8.BÖLÜM|BAĞIMSIZ

47 4 0
                                    

Anka 

Mardin'de geçirdiğimiz iki günün özetini Pusat'a alışmak, bir şeyler hatırlamaya çalışmak, eğlenmek ve bağımsızlık  olarak özetleyebilirim. İkimizde belli etmemeye çalışsakta hep tetikteydik. Yine de güzel geçen bir iki gündü. 

Bulunmamın ardından geçen süreye bakılacak olursak iyileştiğimi biraz olsun hissetmiştim.  

Pusat'la her gün sokak  sokak gezmiş yeni yerler, yeni insanlar ve yeni bir iletişim stili keşfetmiştik. Batı'da doğmuş, büyümüş bir insan olarak. Doğu'yu hep merak eder ve bu merakımı dindirmek içinde kendime bir boşluk oluşturmaya çalışırdım. Sonunda buradaydım ve öyle bir şansım olduğunu bilsem  burada  yaşlanmayı isterdim.  

''Anka! Bak!'' Pusat'ın seslenmesiyle elimde tuttuğum kar küresini aldığım yere koydum. Dükkan sahibi gülümseyerek bizi izlemeye devam etti. Yanına gittiğimde elinde ilginç bir alet tutuyordu. Tahta bir tırmık...Gereğinden küçüktü ve diğer ucunda tekerlerler vardı. Onlarda tahtadandı.

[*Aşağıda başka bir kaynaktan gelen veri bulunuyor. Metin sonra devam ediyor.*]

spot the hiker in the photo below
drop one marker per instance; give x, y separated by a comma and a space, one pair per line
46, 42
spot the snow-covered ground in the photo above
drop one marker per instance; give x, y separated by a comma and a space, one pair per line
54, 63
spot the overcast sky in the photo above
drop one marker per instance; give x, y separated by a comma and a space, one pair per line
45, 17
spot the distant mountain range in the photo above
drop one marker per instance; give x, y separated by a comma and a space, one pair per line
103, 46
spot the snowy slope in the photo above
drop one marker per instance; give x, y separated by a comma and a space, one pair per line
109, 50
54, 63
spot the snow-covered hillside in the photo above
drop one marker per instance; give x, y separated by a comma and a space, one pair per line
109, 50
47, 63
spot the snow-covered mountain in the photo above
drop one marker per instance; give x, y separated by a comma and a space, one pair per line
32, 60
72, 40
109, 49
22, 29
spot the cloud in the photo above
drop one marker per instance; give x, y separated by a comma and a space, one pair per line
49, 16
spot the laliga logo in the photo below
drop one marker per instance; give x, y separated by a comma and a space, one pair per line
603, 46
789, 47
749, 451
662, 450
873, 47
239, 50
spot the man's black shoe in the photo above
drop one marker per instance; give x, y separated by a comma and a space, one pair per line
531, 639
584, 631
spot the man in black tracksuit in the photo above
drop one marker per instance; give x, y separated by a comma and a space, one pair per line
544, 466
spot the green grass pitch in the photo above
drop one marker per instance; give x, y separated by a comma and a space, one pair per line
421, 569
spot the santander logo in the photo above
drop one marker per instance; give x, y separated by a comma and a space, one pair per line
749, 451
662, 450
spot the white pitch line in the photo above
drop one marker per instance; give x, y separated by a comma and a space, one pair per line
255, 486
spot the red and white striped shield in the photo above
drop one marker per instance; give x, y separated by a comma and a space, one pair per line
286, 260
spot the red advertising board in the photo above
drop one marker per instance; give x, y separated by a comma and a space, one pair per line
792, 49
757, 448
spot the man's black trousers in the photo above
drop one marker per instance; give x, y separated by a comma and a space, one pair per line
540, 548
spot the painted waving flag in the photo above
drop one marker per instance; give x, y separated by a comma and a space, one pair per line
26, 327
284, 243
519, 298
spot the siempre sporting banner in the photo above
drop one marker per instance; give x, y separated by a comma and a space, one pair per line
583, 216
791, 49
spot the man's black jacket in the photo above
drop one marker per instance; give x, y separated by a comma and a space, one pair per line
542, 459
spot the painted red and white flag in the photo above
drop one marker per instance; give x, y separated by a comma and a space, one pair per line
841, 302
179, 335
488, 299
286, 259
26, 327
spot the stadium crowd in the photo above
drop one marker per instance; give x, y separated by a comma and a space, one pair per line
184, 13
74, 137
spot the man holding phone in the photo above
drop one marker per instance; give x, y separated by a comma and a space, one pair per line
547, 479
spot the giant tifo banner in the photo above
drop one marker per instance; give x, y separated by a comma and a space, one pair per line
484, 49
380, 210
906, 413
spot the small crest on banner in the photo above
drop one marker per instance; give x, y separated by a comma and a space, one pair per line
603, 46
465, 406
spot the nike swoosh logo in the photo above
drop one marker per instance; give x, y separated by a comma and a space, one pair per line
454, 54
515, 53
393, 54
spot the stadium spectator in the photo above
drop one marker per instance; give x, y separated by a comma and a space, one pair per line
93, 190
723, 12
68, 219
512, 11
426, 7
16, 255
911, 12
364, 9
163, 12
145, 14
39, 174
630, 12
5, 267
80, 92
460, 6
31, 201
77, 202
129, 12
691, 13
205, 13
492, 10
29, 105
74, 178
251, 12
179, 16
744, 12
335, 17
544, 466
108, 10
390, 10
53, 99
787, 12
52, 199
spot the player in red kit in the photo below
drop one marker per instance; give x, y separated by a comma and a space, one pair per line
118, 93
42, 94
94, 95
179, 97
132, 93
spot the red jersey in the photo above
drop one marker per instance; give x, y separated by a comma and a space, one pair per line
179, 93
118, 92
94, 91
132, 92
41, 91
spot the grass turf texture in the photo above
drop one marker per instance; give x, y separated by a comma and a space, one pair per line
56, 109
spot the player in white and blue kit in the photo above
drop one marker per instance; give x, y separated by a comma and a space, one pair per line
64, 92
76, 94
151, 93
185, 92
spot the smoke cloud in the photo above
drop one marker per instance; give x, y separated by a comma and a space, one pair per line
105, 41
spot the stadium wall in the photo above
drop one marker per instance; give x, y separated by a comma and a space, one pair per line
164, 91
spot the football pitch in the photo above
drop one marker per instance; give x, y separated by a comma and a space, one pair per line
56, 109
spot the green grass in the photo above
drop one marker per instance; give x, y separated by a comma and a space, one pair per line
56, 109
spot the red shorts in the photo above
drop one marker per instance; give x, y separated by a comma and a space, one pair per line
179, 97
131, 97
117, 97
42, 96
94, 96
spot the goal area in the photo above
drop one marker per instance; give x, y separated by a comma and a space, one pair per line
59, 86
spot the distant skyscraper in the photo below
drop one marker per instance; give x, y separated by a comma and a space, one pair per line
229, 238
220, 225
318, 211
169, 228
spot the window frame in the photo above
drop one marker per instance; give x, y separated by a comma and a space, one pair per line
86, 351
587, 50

 ''Bunun ne olduğunu duyunca çok şaşıracaksın. Ben zaten ne olduğunu biliyorum.'' kaşlarını hava atarcasına havaya kaldırdı.

Elinde tuttuğu aleti aldım ve incelemeye başladım. Tahta bir tırmık demiştim değil mi? Unutun onu bu da neydi böyle. 

''Bana bunun ne olduğunu söyler misin?'' Gülmemek için yanaklarının içini dişledi. ve dudaklarını yalayarak. 

''Sırt kaşıma aleti.'' Sinirle dudaklarımı büktü. 

''Of! Pusat.'' 

''Bence bundan kesinlikle bir tane almalıyız , güzelim.'' Dün gece sırtım çok kaşındığından, kıvrana kıvrana yanına gitmiş ve sırtımı kaşımasını istemiştim. Doğru yerin yakınından bile geçemediği içinde uzun bir süre sırtımı kaşımak zorunda kalmıştı. Bir dünyada laf etmişti. Yok benim görevimi iyice kötüye kullanıyorsun Anka, yok ben tellak mıyım Anka? bir sürü şey Tellak ne alaka? Sana hamamda ne yaşattılar diye sormazlar mı insana?

Daha fazla sinirli duramadığım için bende onun gibi sessizce gülmeye başladım. 

''Sence almalı mıyız?'' diye sorduğumda bu defa seslice güldü ve elimdeki aleti alıp parasını ödedi ve daha sonra tekrar yanıma gelerek aleti bana verdi. 

''Gerçekten mi komiserim? Bana aldığın ilk hediye bu mu olmak zorundaydı?'' Bu sefer birlikte güldük. 

Sıkıntılı bir nefes alarak kolundaki saate baktı; ''Ne yapsak yavaştan buradan çıksak mı? Baya bir vakit öldürmüşüz burada.'' Başımı sallayarak onu onayladım. 

''Bir kaç sokak daha gezip, otele geçelim mi? Yorulduğumu hissetmeye başladım.'' Cidden Pusat bugün çok az ama çok az solgun duruyordu.

Pusatla anlaşabildiğimize gerçekten çok seviniyordum. Aramızdaki soğukluğun çoğunu bir kenara atmayı başarmış birlikte güzel vakit geçiriyorduk. Sanki o hayatımda hep varmış gibi tasasızca eğleniyor, etrafımızdaki kimseyi ilk defa umursamayarak doya doya kahkaha atıyordum. 

''Gidelim bakalım, güzellik.'' Eliyle beni kapıya doğru ittirirken dükkan sahibine 'kolay gelsin'' dedi ve birlikte ilerlemeye devam ettik. Dediğimiz gibi birkaç sokak daha gezip arabayı bıraktığımız ana caddeye yöneldik. Nihayet arabaya varınca kendimi hızlıca koltuğa attım. 

Pusat arabayı çalıştırır çalıştırmaz klimayı açtım. Sonbahar aylarında dahi çok sıcak bir şehirdi. ''İnanılmaz yoruldum.'' diye yakındım. Pusat bana bakarak başını onaylarcasına salladı ve ellerini direksiyona koyup başını yasladı. ''Bende bir o kadar.'' dediğinde sesi boğuk çıkmıştı.